Deal Size

Brad and I have been doing early stage investing since the late 80s (me) and early 90s (Brad). For most of our career, a typical early stage venture round was $5mm to $6mm and you’d put two firms together and each would invest $2.5mm to $3mm.

So when we sat down to build the business plan for Union Square Ventures, we started with that model. But recognizing that we were focusing on a sector (web services) which could be a lot more capital efficient, we put another kind of investment in the model, the $1mm investment. We assumed that about 25% of our investments would start with much smaller bite sizes.

We are about half way through building our portfolio and here is the distribution of initial investment sizes (I am including one investment we are about to close in here as well):

Below $500k – 2 $500k to $1mm – 2 $1mm to $2mm – 2 $2mm to $3mm – 2 Above $3mm – 1

So what this says is we are starting our investment positions in our portfolio companies with $1mm and under investments almost half of the time. And the $2.5mm to $3mm starting investment (traditionally the typical Series A round bite size) is only about one third of what we are doing these days.

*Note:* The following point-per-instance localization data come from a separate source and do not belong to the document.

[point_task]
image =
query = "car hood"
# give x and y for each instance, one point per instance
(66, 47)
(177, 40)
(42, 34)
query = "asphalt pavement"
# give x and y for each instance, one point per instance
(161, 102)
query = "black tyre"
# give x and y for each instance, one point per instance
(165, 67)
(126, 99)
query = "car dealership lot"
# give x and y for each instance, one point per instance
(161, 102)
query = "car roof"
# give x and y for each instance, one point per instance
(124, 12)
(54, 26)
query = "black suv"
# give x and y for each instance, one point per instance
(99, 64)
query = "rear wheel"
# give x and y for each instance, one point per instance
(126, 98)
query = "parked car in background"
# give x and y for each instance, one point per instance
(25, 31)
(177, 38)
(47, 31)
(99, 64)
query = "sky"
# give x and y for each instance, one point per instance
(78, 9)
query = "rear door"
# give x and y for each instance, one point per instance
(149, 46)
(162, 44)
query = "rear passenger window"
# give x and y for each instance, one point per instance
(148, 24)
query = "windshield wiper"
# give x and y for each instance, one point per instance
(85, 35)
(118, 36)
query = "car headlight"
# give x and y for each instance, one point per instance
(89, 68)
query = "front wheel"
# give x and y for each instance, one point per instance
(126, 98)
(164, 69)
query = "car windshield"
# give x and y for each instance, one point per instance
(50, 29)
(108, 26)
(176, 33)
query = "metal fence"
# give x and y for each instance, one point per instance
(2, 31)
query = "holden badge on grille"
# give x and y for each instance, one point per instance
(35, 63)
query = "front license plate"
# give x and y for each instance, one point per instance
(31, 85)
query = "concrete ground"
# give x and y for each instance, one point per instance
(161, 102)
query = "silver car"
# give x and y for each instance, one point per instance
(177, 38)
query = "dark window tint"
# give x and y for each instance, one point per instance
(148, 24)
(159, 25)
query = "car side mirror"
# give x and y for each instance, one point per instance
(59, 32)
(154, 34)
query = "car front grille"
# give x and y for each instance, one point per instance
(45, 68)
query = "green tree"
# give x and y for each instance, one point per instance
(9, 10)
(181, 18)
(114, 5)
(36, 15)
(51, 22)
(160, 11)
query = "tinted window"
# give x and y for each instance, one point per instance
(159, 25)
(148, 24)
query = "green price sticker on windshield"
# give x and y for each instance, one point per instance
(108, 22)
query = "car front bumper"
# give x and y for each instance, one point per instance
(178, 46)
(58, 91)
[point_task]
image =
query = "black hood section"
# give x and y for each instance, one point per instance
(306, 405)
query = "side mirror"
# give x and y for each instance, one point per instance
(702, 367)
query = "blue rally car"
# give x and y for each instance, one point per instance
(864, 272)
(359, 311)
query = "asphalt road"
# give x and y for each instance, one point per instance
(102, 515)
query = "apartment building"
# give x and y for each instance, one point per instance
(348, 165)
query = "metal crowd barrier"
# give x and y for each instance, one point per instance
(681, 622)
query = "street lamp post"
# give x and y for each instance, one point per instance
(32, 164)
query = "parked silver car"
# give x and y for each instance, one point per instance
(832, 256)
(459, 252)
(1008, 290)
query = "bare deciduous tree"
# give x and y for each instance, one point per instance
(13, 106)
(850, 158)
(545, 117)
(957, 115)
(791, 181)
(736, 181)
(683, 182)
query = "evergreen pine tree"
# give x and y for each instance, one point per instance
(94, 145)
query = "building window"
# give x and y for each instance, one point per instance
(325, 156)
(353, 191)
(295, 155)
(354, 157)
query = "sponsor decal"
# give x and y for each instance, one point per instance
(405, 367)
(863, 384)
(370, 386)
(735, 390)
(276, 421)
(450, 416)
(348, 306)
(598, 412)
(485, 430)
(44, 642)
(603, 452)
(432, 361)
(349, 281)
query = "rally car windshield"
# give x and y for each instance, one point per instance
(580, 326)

That is a departure. Maybe a significant departure. But we are comfortable with it because we are seeing that we are able to obtain our target ownership levels of 15% to 20% even with these smaller investments (although sometimes it takes us a couple rounds to get there).

It also allows us to take more risk, whether it be management team risk, service adoption risk, market size risk, business model risk, or some other risk or combination of the above.

When the amount of capital we have at risk is low, we can try some things that we would not be comfortable trying with $2.5mm to $3mm invested. So it allows us to get involved in things that are farther out on the risk curve with potentially more upside if things work out.

The most important factor, however, is the capital efficiency we are seeing in our portfolio companies. They simply don’t need as much money as the companies we backed 5 years ago, 10 years ago, or 15 years ago. They may need as much capital when they become big businesses and need to invest to grow. But the clearly do not need as much capital to get from idea to commercial launch and to revenues.

We could go into all the reasons why that is the case, but we have addressed them in the past on this blog and elsewhere and we want to keep these posts relatively short and sweet.

We are generally not putting up all the capital in the rounds we are leading. We often will take between 50% and 60% of the round. We have done closer to 80% of the round in a couple of situations. We like to find another venture capital firm to invest alongside of us in these rounds, but given the deal sizes, that sometimes will not work and we have invested alongside angels in three of our initial investments. We have also partnered with strategic investors three times.

So you can multiply the numbers in the list at the ning of this post by 1.5 to 2x to see the typical round sizes we are leading. That said, we have not participated in an initial round larger than $5mm yet in this fund. That is not to say we wouldn’t do it, but we haven’t yet and it would take something particularly interesting to get us to do it.

Does this make Union Square Ventures a “seed fund”. We don’t think so. We have led investments in companies with significant revenues on multiple occasions. And we think we will be able to (over time) get $5mm to $8mm invested in our portfolio companies and we are already there with one of them . We can invest up to $20mm in any single company in the portfolio. So we are not a “seed fund”.

We think this approach makes us an early stage fund that believes in raising only enough money to achieve a set of near term milestones which should significantly impact valuation. That’s really classic early stage investing. Only we think we may now be able to start with a lot less at risk in the markets we are focusing on. And that’s a good thing.